Not bad, but it also doesn’t tell me why I might want to store unstructured data in a relational database. Senior devs might not need this, but more junior ones are probably curious, so you could at least add some context and a source to help readers at all levels:
While there has been debate around the value of NoSQL databases, there are times when you may want to blend structured and unstructured data in a single store. It could simplify things if relational data would require complicated `JOINS` or help you avoid messy transformations on external data. So, in this tutorial, I’ll show you how to use Postgres’ JSON fields to store unstructured data in a relational database.
The more you can explain why throughout your tutorials, the more accessible and interesting the content will be.
Keep Them Up to Date
Finally, once you manage to create tutorials, you have the neverending challenge of keeping them up-to-date.
One of the only constants in software development is that things are constantly changing. Software written as little as 10 years ago might be hopelessly impossible to fix, so you’ll probably have to revisit or rewrite your tutorials every 1-3 years. This problem is especially pronounced for early-stage startups or new product launches that are changing quickly.
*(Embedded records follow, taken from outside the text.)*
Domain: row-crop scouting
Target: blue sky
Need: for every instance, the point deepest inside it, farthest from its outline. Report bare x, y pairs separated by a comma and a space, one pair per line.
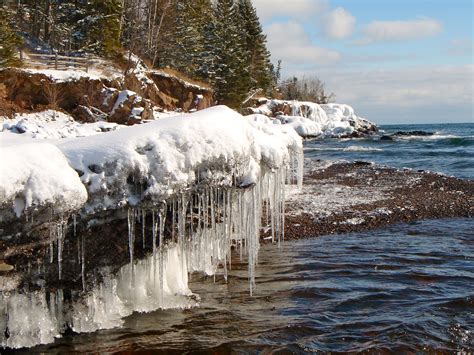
394, 61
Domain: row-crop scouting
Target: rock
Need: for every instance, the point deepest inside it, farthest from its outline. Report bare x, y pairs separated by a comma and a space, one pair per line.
4, 267
413, 133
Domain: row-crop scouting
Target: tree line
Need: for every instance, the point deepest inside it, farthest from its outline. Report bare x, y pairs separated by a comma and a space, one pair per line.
221, 41
217, 41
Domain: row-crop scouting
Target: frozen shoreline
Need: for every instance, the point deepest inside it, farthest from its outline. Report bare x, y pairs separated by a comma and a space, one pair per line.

While it would be nice if you could simply update version numbers in existing tutorials and hit refresh, it’s almost always more complicated than that. Most of our clients end up doing complete rewrites using the previous piece as a loose template. It’s a challenge, but having tutorials with deprecated, unsupported, or insecure information on your site is an even bigger problem.
Conclusion
Reliable, correct, and useful technical content is one of the most integral parts of developer marketing for many organizations, and tutorials play an especially important role. Whether you’re trying to attract new users through SEO or social media, or you’re trying to ensure your existing users are adequately supported, you will find a good case for tutorials centered around your product.